Population-Based Algorithms

Population-based algorithms are optimization and search algorithms inspired by biological evolution and natural selection. These algorithms maintain a set (or population) of candidate solutions where each solution represents a unique point in the search space of the problem. They are designed to solve complex optimization problems by iteratively evolving this population of candidate solution over multiple generations. The goal is to find the best solution within a given search space without exhaustively evaluating every possible solution. The core idea is to mimic the process of evolution, where candidates with better traits have a higher chance of surviving and reproducing, passing on their advantageous traits to the next generation. Similarly, in optimization problems, the solutions that exhibit better performance with respect to the optimization objective are favored and used to generate new candidate solutions. Population-based algorithms have been applied to a wide range of optimization problems, including engineering design, scheduling, machine learning parameter tuning, and more.

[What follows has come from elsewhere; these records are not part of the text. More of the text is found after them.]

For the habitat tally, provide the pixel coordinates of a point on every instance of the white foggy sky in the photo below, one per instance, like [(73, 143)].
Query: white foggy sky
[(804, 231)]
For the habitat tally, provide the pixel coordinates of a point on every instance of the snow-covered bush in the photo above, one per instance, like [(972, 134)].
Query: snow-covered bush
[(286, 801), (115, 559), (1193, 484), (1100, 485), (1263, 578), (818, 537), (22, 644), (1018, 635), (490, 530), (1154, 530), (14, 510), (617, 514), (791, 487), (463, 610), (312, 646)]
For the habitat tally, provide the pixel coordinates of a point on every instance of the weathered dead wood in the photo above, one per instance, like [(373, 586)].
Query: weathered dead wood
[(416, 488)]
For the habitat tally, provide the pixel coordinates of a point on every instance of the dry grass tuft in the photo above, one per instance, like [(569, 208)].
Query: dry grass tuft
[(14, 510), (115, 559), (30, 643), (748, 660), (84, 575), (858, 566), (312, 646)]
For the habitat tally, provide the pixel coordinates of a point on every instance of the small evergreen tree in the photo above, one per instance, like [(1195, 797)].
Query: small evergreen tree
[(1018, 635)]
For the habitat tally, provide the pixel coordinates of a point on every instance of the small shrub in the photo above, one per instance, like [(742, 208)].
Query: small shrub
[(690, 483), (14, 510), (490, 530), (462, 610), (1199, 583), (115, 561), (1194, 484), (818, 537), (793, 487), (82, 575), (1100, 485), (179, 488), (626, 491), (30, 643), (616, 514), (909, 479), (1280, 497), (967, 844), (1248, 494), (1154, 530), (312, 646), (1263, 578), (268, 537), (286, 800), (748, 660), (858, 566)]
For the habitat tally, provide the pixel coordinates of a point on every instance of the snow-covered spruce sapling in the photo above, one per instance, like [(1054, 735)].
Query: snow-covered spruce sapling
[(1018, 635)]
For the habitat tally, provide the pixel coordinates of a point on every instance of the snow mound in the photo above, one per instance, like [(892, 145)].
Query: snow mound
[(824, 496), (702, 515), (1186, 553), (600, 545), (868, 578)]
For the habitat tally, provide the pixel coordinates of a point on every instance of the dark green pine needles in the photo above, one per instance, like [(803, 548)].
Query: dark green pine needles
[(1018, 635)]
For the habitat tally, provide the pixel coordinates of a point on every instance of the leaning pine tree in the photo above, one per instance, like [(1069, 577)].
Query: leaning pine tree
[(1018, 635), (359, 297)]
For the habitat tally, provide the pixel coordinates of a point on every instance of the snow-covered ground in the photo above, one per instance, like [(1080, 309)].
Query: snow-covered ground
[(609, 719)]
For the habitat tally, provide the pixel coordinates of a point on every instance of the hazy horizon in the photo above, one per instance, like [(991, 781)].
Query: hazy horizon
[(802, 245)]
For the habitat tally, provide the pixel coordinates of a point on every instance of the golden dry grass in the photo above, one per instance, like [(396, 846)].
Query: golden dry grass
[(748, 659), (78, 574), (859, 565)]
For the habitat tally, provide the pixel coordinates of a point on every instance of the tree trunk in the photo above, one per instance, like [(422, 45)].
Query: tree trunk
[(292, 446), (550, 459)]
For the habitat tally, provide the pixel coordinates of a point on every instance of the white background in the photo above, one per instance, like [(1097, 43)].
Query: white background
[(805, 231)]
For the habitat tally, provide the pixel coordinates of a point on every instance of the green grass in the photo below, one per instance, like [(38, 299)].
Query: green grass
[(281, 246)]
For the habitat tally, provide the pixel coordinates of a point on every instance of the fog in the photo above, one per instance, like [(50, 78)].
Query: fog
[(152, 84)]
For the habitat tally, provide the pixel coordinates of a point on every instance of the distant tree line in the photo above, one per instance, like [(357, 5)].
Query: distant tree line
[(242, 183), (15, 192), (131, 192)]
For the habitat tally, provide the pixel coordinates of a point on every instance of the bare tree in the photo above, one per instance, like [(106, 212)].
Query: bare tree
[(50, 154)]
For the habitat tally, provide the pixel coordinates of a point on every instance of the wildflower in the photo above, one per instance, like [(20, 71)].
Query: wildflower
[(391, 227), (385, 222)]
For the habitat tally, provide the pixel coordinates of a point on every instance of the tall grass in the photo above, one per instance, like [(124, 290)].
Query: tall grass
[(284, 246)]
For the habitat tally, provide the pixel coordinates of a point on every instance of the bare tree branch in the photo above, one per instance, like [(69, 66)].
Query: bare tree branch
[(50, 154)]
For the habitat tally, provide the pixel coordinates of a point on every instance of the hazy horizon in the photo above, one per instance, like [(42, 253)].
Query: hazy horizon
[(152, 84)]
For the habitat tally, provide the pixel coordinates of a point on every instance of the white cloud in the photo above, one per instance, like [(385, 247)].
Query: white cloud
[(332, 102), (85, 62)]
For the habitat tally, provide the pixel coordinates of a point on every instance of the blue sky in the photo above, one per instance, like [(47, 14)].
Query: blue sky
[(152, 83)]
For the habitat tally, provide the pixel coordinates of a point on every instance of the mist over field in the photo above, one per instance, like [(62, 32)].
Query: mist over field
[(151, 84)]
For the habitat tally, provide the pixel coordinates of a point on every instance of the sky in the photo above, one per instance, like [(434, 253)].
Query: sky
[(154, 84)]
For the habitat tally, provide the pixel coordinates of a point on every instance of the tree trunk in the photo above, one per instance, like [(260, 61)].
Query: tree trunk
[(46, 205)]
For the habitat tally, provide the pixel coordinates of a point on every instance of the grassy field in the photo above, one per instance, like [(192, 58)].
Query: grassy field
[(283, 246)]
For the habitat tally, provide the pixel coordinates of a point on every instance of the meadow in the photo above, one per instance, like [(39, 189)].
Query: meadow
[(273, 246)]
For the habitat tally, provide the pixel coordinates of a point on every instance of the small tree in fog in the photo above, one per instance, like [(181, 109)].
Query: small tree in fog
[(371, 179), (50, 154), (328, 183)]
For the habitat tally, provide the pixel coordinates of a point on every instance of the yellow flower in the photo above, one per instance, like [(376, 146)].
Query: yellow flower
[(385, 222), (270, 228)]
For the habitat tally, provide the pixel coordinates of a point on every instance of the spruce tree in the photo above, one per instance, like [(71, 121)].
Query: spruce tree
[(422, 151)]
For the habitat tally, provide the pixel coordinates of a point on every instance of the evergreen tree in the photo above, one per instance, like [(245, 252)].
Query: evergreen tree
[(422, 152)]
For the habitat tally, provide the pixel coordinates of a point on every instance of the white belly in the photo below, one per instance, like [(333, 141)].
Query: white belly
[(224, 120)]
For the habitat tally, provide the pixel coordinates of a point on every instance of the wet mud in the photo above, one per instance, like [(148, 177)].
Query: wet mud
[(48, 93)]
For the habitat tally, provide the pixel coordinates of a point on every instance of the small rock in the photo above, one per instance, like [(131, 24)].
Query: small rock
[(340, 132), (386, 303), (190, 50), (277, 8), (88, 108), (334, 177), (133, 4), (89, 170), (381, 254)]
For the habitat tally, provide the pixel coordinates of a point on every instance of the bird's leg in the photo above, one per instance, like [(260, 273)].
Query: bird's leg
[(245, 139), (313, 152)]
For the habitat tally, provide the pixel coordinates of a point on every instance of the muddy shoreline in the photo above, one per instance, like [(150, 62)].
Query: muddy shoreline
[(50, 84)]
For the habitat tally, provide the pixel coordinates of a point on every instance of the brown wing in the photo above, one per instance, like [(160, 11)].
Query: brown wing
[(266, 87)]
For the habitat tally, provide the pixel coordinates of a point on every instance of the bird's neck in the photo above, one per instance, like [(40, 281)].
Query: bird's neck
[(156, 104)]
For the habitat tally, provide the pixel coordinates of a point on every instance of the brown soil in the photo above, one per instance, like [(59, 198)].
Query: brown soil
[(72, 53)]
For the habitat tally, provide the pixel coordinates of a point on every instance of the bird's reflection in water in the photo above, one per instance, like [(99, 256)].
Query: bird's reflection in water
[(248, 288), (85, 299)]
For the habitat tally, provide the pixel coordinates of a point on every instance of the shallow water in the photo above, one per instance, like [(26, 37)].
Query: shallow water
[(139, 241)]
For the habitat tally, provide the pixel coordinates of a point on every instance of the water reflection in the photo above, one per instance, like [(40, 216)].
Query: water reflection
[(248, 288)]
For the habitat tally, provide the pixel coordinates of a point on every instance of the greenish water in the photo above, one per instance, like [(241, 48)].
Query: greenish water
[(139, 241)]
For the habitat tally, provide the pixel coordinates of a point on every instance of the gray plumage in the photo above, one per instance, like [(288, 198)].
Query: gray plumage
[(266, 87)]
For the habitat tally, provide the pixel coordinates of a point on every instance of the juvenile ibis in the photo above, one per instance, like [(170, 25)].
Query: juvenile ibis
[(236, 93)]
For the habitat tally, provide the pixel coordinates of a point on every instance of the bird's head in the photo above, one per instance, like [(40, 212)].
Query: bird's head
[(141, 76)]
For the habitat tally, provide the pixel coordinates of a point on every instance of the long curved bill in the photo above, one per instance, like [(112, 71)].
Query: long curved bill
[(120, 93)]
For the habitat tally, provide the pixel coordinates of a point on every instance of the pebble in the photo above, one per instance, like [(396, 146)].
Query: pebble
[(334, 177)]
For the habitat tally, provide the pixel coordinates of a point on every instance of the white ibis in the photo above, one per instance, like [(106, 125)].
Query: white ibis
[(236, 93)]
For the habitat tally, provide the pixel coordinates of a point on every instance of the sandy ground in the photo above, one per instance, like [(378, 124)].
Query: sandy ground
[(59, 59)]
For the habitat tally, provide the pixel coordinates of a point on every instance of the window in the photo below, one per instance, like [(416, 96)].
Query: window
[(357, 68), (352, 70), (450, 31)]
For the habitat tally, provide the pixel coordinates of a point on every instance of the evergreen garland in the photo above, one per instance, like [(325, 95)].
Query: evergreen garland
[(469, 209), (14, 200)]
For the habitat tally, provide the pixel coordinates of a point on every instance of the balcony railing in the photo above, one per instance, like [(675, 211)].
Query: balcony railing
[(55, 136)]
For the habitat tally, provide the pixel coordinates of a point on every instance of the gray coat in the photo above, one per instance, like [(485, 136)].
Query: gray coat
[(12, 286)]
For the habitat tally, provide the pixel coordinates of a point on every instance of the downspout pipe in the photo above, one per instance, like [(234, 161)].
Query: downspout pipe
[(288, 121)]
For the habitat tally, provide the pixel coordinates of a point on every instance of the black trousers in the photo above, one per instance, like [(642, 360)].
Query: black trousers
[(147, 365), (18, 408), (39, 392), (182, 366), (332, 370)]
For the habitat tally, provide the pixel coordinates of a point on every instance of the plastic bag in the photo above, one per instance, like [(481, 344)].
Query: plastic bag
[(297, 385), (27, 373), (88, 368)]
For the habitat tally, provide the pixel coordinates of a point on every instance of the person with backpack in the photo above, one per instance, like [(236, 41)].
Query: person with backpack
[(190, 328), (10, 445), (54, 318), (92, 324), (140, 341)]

They can explore diverse parts of the search space simultaneously, which can help find global or near-global optima in complex optimization landscapes.

WHAT?

“Survival of the fittest” metaheuristics inspired by biological evolution

WHY?

Find good-enough solutions to global optimization problems efficiently.

HOW?

Individuals

Representation of candidate solutions in the search space. This is the vector of parameters to be optimized.

Fitness function

Scalar metric to evaluate how good an individual is. This is the metric to optimize on.

Propagators

Mechanisms for breeding new (hopefully better) individuals from current ones. This is what we do to the current population of individuals to obtain the next generation to be evaluated.

Warning

As with all metaheuristics, these algorithms have hyperparameters themselves and their effectiveness strongly depends on choosing proper hyperparameters and problem-specific considerations.